We use firms’ decisions to accelerate option vesting to examine whether shortened incentive horizons led executives to cut long-term investment measures. Our primary measure of investment is total discretionary firm investment, defined as the sum of capital expenditures and R&D expenditures. Cutting these investment sources leads to an immediate increase in a firm’s earnings and free cash flows, which financial analysts and investors use to value firms. This can lead to short-term stock-price increases, which executives could profit from by exercising their newly vesting options. At the same time, capital and R&D expenditures typically yield benefits only years into the future, possibly beyond the horizon of myopic managers.

Our estimates show that option acceleration had a strong negative effect on corporate investment. We find that a one-standard deviation increase in the percentage of options accelerated caused firms to subsequently reduce total investment rates by 0.05 in the same year (or 41% of the investment variable’s pre-FAS 123-R mean). This corresponds to a $14 million decrease in investment for the median accelerating firm. These results indicate that option acceleration led executives to reduce long-term investment.
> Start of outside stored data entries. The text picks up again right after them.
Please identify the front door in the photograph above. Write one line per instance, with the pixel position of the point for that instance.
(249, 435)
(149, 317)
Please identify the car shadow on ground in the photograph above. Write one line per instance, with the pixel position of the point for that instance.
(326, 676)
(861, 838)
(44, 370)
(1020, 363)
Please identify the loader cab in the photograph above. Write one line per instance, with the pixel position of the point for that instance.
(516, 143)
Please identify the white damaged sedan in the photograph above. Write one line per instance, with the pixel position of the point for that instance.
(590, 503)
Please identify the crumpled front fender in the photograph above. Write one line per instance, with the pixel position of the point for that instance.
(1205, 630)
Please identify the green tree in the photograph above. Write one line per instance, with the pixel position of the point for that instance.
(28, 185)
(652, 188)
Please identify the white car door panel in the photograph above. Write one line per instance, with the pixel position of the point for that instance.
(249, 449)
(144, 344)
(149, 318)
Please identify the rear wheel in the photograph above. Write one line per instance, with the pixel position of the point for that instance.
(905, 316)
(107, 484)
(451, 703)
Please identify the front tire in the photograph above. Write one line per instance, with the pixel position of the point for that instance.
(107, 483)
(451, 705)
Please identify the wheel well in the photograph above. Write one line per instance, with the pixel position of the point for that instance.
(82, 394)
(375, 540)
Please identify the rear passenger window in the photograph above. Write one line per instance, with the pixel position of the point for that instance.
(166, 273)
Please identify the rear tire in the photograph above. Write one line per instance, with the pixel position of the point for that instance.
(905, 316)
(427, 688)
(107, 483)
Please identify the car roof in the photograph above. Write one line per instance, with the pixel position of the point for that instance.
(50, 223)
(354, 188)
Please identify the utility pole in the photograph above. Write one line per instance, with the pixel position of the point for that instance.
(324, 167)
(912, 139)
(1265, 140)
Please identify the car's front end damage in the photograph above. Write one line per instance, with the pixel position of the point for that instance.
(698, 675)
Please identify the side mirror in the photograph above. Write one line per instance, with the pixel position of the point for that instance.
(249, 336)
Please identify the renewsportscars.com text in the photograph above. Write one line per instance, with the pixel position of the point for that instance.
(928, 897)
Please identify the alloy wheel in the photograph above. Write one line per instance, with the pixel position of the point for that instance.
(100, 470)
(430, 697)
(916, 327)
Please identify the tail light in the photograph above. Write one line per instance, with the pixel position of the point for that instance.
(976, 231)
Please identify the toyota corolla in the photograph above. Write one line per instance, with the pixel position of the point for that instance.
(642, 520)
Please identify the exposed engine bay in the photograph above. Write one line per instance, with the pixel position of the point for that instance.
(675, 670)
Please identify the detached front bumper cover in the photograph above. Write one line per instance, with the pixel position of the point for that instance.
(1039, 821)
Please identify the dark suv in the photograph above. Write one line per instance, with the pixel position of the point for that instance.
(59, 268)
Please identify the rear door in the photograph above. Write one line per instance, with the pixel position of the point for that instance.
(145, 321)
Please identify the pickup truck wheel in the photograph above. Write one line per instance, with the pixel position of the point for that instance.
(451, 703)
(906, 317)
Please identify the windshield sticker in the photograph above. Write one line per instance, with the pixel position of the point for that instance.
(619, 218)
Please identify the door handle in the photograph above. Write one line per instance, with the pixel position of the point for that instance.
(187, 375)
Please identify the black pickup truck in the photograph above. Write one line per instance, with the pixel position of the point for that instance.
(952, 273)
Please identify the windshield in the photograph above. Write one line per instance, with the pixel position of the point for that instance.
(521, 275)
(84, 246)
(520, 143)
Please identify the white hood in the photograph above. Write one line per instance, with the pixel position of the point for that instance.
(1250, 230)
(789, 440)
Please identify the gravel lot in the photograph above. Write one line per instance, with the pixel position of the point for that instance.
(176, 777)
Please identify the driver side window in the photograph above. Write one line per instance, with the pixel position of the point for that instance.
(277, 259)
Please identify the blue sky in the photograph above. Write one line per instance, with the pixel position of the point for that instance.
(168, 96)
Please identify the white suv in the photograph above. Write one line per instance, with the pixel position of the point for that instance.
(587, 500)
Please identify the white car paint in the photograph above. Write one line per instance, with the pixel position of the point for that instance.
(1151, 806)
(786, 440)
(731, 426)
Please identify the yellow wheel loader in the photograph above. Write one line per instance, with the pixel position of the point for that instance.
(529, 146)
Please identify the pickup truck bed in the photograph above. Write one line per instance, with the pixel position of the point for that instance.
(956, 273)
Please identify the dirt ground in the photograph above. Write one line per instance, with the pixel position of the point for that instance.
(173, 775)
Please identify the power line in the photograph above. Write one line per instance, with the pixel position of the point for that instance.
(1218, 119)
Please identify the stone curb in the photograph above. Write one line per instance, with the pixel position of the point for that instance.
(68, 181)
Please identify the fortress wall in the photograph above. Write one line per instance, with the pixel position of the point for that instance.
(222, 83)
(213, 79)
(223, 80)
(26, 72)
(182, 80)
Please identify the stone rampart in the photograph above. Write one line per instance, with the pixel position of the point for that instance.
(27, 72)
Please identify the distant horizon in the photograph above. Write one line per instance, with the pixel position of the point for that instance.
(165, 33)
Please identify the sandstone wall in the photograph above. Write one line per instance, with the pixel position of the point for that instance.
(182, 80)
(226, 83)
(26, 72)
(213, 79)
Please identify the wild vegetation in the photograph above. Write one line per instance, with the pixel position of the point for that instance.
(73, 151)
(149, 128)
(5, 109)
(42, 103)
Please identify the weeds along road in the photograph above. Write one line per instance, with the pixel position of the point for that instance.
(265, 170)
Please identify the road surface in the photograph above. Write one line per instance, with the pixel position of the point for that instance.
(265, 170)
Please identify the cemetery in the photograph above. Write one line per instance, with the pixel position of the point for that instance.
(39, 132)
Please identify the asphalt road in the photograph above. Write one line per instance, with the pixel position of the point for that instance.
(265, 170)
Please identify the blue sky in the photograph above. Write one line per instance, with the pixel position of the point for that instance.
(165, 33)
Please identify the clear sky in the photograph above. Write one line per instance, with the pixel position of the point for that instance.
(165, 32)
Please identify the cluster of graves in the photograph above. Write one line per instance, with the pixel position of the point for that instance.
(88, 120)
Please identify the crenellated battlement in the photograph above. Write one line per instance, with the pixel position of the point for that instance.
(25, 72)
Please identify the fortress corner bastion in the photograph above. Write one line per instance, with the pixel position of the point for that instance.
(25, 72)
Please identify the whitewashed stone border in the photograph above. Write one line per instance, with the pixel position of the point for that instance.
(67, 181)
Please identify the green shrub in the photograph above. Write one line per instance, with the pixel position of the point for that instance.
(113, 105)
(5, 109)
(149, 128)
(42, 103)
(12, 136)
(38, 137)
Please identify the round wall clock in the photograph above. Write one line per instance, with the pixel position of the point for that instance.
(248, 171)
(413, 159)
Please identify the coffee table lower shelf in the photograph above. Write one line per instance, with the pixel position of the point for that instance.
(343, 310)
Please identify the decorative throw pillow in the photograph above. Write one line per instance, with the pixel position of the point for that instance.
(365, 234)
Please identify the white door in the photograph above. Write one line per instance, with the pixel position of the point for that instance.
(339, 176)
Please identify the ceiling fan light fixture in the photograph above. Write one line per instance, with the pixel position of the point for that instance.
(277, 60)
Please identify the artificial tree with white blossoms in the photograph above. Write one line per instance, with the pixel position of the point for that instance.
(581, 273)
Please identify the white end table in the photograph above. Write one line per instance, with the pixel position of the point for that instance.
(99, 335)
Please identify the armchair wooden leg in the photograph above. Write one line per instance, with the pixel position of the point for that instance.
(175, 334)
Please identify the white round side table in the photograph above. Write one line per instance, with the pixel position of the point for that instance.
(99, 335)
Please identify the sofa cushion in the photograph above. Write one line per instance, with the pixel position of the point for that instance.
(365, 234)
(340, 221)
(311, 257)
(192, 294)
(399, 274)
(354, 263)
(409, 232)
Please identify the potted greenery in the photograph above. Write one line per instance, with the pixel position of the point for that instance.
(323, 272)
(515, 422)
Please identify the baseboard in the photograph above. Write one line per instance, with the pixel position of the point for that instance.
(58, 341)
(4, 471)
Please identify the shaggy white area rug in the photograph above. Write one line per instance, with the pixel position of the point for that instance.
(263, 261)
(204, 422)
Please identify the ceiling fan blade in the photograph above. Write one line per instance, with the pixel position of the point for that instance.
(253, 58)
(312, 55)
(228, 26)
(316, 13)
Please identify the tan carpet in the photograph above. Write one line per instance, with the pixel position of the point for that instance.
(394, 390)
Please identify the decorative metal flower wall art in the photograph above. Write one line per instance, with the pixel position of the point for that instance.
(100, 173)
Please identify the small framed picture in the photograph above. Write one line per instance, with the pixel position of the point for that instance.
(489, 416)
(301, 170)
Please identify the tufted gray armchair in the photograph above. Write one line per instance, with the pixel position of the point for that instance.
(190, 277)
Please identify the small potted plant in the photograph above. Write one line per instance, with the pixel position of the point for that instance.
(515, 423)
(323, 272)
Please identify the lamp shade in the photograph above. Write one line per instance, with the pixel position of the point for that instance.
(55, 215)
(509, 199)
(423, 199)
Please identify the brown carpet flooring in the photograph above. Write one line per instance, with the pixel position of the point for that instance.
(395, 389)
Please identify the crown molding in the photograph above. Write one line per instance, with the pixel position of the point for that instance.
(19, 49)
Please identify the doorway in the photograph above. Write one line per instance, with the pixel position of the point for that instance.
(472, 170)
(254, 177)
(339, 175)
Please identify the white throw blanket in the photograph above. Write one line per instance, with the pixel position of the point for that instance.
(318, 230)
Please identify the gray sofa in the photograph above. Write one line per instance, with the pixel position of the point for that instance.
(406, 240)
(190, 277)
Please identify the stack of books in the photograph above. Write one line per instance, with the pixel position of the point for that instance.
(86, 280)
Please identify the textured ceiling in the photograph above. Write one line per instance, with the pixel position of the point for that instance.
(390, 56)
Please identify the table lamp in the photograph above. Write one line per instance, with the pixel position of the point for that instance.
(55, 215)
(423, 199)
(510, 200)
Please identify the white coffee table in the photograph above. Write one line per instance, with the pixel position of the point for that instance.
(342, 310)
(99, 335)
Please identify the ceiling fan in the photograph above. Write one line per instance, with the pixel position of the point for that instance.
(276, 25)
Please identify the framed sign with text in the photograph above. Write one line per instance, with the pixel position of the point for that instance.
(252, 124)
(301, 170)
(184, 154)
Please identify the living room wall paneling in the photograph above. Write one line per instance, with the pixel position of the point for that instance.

To corroborate that these cuts are consistent with theories of managerial myopia, we next document that executives at accelerating firms subsequently reduced their exposure to long-term firm value. First, accelerating firms’ CEOs increased option exercises three-fold after option acceleration and sold most of the resulting shares. Option acceleration therefore not only decreased executives’ incentive horizons, but also led them to unwind their equity incentives. Second, voluntary CEO turnover at accelerating firms increased from 6.9% to 11% after option acceleration. This is consistent with a larger number of CEOs voluntarily departing before the long-term costs of investment cuts materialized.